What is Context Engineering?

Context engineering can be understood as the advanced step of prompt engineering. It is the practice of carefully structuring and designing the input (context) and then providing this context to the large language model (LLM) so that the LLM provides useful, accurate, and relevant outputs. Now, for example,

Weak Prompt:

Write about Paris.

→ Output may be random: history, culture, geography, or just generic text.

Better Prompt (engineered):

Write a 150-word travel blog post about Paris, focusing on food, local cafés, and romantic spots. Use a friendly and conversational tone.

→ Output becomes targeted, useful, and aligned with your needs.

Unlike prompt engineering, which often focuses on writing clever single-line prompts, context engineering is about managing the entire context window that is the set of information (instructions, examples, retrieved documents, system messages, conversation history, constraints, etc.) that the model sees before generating a response.

Why Context Engineering Matters

Let us understand why Context Engineering matters using an example of Agents. An AI agent is more than just an LLM prompt–response system. It can reason, plan, and take actions by using external tools or APIs.

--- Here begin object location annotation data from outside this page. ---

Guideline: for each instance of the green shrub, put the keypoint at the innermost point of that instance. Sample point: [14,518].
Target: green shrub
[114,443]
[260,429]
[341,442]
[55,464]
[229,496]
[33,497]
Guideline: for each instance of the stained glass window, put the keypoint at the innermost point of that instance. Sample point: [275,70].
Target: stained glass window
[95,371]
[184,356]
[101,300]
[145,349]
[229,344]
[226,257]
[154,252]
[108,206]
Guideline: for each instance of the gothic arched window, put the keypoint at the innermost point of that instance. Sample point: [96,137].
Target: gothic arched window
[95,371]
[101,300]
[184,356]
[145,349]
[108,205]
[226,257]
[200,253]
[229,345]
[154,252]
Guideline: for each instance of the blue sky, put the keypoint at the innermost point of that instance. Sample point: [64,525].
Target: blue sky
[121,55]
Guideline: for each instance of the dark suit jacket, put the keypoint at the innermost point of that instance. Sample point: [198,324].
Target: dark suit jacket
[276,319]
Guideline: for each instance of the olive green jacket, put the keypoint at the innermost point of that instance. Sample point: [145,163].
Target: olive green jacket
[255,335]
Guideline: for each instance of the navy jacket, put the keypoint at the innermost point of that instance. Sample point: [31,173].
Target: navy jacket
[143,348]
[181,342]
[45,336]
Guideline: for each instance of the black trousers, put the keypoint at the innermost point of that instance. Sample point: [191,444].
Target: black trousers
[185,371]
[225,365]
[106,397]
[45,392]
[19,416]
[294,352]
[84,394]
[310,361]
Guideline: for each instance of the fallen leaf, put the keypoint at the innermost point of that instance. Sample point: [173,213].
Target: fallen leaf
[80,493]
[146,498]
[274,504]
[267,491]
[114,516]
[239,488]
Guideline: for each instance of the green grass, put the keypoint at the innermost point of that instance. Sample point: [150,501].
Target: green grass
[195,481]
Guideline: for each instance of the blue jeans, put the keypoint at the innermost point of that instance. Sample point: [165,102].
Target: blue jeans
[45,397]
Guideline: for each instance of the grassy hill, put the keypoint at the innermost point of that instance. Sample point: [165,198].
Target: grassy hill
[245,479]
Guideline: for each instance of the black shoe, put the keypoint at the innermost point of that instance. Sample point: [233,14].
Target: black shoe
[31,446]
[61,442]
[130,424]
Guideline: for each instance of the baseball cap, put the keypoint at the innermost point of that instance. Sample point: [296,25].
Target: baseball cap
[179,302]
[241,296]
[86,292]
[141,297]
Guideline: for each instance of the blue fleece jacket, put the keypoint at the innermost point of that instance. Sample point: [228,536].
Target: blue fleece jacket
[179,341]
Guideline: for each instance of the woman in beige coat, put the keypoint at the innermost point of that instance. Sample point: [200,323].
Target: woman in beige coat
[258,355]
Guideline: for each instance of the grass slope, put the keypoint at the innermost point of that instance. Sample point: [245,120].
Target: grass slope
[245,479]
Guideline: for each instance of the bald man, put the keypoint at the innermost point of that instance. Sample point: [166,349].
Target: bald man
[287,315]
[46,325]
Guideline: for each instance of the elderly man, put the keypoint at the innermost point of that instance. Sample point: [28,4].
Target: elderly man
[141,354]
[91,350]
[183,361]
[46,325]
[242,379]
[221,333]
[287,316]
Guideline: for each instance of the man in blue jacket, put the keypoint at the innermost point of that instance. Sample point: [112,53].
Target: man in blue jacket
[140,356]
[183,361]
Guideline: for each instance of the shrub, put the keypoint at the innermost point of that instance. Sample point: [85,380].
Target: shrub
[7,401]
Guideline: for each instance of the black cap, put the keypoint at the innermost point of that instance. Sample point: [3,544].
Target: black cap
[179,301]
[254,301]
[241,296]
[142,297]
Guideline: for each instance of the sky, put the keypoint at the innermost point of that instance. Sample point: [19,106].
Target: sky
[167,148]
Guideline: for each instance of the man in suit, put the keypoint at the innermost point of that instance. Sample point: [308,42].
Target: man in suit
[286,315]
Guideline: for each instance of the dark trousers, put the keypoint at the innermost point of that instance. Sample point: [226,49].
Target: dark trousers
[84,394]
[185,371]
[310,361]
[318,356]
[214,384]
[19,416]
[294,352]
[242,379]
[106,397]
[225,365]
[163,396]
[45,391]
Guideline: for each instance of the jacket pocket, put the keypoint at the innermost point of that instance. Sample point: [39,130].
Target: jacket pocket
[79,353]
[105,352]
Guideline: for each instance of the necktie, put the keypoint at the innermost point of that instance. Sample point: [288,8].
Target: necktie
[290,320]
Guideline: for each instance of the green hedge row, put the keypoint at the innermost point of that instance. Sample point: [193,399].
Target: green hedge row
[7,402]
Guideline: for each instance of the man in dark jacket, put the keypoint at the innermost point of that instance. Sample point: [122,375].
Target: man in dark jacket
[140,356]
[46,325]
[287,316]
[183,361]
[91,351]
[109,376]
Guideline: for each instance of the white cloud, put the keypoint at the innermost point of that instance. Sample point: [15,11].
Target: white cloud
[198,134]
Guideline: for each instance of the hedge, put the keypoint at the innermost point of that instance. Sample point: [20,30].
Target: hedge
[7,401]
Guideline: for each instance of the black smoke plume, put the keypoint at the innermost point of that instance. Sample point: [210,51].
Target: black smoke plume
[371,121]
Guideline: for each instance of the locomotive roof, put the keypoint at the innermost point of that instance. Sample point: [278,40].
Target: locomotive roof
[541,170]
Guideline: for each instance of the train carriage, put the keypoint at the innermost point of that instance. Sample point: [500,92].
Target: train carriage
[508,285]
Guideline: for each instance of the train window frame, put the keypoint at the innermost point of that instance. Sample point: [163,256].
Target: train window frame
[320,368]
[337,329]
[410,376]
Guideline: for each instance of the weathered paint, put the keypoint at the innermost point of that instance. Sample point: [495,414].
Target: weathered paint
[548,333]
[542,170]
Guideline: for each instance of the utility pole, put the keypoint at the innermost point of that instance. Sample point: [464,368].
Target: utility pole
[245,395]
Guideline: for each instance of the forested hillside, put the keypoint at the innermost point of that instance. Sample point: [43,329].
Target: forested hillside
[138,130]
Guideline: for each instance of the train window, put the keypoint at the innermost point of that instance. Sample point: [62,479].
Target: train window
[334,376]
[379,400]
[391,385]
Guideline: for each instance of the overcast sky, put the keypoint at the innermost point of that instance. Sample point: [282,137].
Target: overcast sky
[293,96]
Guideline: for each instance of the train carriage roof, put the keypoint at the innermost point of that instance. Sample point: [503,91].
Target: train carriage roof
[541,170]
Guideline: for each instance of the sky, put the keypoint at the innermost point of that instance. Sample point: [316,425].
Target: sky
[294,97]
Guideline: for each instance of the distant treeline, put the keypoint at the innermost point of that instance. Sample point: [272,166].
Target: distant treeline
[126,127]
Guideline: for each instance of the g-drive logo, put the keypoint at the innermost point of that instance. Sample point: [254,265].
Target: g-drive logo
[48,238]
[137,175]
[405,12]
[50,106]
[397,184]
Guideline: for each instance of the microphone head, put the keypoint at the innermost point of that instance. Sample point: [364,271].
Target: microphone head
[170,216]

Imagine a travel booking agent powered by an LLM, and you ask the agent to book a trip to Tokyo next month for 5 days, staying in a budget-friendly hotel near the city center. Here, the agent will perform a number of tasks such as:

Uses tools (APIs) to check flight options.
Queries hotel booking services.
Plans an itinerary based on your preferences.
Returns a structured plan with flights, hotels, and sightseeing suggestions.

Here, the agent is not just generating text, but it is reasoning, retrieving external information, and taking actions step by step autonomously.

For this task, the agent must be guided by a role-specific context (e.g., “always prioritize budget-friendly options within 10km of Tokyo city center”). Furthermore, Agents often have access to multiple APIs/tools. Context engineering helps the model know when to call which tool. Information like budget, travel style, or dietary restrictions must be injected into the context so the agent can personalize results correctly. Also, if there is a problem with any of the prompts in between, the result might be incomplete or inconsistent since the agent relies on each step’s context to guide the next action. LLMs don’t remember past runs; they only “see” what’s in the context window.

Properly engineered context ensures models act consistently, align with business needs, and handle complex tasks.

Context Window

The context window is the maximum amount of text (tokens) a model can “see” at once. Think of it as the model’s short-term memory. It includes:

Your latest prompt
Previous conversation turns (if appended)
System instructions (like “respond politely” or “answer in JSON”)
Any retrieved documents or examples you insert

If your inputs + history + instructions exceed the context window, the model will truncate older parts (usually from the beginning), which can lead to lost information.

When you interact with an LLM (or an AI agent), each new prompt isn’t treated in isolation. Instead, the model remembers the conversation history within its context window. Adding new messages to the existing context or appending to the context is a process by which the model sees both the past and the new input together. This allows the model to maintain continuity, memory, and coherence across turns. However, if you keep appending, the context grows, and eventually, the model will suffer from context overflow or might run out of context window.

Example:

User: “Summarize this article on AI ethics.”
Model: (gives summary)
User: “Now rewrite it in a more formal academic style.”
→ The model appends this new instruction to the previous conversation so it knows what “it” refers to (the summary).

Long content in context windows can fail for a few key reasons:

When the context window contains an excessive amount of text, there’s a risk of information dilution, making it difficult for the model to prioritize key information. This can result in a lack of focus and an inability to identify the most important elements within the extensive content. It may pick up irrelevant parts of the context instead of focusing on key instructions.
LLMs rely on attention mechanisms to decide which parts of the input matter. With very long content, the attention is spread thin, making it harder for the model to connect distant pieces of information accurately.
If multiple instructions appear in the context (e.g., early ones vs. later ones), the model may follow the most recent or more strongly worded one, ignoring earlier but critical details.

Failing Long Context Example

Context window content (too long & cluttered):

Full 20-page research paper pasted in raw form.
User instructions appear at the very top: “Summarize this paper in 300 words for a non-technical audience.”
Buried in the middle: references, equations, raw datasets, irrelevant appendices.
At the very end: “Make the summary academic.”

What happens:

The model sees way too much text.
Earlier instruction (“non-technical audience”) is forgotten because the later one (“make academic”) overrides it.
Summary ends up long, technical, and confusing—not aligned with the original goal.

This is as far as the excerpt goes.